D「どうして、こんなに見にくいのですか?うちは実は歯科を開業しており、親戚にも内科医がいます。いろいろ聞いたら白内障術後にそんなに見にくくなるのは聞いたことがないと言ってました!!」

いやはや、何とも困った展開になってしまいました・・。術前に「特殊なレンズなので、慣れるまで時間がかかることがある、基本的には両眼するものである、度数安定するまで時間がかかることがある。。。」などなどがっちりスライドで説明していることを伝え、そのスライドをもう一回上映して再説明しようとしたところ、

D「それはもう良いです。私も理解しているつもりです。私が言いたいのは、単に老眼を治して欲しいだけなのに、どうしてそれが出来ないんですかっ!!!」

との事・・。いやはや娘さんも強敵であったことを、この時初めて気づきました・・

その後、一生懸命、座右の銘でもある「至誠」を尽くして説明し、単焦点IOLに入れ替えることにしました。

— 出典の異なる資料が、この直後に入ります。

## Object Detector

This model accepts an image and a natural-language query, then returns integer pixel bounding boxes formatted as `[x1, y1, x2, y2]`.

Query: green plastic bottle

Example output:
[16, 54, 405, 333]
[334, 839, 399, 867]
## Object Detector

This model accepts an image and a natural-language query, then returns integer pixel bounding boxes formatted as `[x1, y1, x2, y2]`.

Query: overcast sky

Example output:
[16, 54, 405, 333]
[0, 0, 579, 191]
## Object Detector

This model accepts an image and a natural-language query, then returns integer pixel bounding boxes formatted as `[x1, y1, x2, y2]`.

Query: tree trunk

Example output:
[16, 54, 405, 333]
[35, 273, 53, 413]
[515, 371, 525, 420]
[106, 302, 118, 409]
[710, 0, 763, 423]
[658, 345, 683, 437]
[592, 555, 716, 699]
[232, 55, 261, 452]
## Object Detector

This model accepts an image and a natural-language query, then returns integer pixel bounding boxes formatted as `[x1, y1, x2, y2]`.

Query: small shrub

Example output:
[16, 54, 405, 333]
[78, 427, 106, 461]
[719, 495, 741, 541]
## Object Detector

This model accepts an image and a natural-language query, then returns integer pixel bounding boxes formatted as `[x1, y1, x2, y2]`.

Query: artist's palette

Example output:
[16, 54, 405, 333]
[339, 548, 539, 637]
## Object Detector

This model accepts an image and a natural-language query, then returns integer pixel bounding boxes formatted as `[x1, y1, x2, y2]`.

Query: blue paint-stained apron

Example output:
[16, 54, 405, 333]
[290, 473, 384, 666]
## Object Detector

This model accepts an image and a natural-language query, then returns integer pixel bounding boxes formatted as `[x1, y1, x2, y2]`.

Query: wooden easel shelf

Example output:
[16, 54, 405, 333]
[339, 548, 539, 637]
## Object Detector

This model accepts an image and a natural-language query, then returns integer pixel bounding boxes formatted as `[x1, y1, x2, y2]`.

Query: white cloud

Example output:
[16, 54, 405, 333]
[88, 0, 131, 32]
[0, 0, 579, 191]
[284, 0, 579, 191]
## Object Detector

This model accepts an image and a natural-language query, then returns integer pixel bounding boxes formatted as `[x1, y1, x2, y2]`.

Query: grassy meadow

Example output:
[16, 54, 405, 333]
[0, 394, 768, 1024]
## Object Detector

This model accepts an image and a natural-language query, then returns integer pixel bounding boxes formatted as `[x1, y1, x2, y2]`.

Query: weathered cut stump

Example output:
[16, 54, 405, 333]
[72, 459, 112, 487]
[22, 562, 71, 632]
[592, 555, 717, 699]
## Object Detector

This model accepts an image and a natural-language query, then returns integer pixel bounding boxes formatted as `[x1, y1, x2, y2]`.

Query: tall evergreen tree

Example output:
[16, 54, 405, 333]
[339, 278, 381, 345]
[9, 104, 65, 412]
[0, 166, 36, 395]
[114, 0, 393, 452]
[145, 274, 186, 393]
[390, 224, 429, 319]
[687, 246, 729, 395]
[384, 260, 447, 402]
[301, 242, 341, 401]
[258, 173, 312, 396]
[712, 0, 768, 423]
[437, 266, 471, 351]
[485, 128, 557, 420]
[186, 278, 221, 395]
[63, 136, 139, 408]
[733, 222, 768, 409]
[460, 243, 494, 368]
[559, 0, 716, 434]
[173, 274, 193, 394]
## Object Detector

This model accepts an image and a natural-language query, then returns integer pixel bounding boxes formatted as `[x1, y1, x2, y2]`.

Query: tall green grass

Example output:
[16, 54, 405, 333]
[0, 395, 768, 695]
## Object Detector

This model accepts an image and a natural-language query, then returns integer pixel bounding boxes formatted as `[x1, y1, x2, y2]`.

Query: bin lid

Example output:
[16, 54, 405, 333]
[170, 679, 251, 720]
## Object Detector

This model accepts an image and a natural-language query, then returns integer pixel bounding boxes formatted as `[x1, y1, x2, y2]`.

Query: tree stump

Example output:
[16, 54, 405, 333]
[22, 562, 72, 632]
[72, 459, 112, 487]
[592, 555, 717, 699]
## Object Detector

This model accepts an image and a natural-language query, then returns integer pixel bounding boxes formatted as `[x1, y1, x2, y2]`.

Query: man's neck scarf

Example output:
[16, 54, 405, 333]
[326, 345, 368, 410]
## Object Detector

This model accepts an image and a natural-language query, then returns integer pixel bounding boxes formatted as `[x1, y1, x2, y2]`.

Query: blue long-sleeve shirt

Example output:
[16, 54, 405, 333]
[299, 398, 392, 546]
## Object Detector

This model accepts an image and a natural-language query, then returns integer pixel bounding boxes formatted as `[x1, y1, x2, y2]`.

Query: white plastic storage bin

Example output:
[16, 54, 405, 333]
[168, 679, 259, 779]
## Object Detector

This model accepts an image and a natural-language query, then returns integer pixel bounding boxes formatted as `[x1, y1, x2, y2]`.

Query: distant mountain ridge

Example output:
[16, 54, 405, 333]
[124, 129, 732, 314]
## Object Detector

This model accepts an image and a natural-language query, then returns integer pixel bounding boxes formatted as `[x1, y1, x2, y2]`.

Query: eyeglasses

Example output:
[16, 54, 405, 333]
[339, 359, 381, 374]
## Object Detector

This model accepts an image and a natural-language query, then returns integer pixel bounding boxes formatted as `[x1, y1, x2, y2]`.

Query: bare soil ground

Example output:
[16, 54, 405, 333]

・患者さんが、今現在イライラして到底度数が安定するまで待てないと主張している

・取りあえず、片眼しかやらないとの事なので、多焦点IOLの度数入れ替えで、近視化が克服出来ても、MFIOLの特性であるコントラスト感度の低下などは変わらず、reopeしてもまだ見にくい状態が続けば、何を言われるかわからない

・取りあえず、前の見え方に戻して欲しい→近見時のメガネはかけても構わないと患者さん自身が仰った(娘さんは多焦点レンズで入れ替えを希望しておられました)

この3点が理由です。

手術は一昨日月曜に行い、25分かかりましたが、問題なくできました。翌日1.0(n.c)で笑顔はないものの、「前より凄く良く見えるようになった」と言ってもらえたのでヤレヤレでございました。

今回の教訓は

  1. 「最も神経質に丸をつけた人」は、MFIOLのオペをしないか、もう一回御家族と共に説明する
  2. やっぱり近視よりにずれたらどえりゃあことになる→+0.2〜+0.5狙いあたりが無難か?
  3. 前からうすうす感づいてはいましたが、当院のIOLカッターは全くのボンクラなので、MST社のサイドポートからのIOLカッター購入を検討する

最後にやっぱり、多焦点IOL自体の限界を実感いたしました。単焦点の方が、見え方が格段に良いようですね〜。ちなみに術前はしっかり皮質白内障があり0.7(n.c)でした。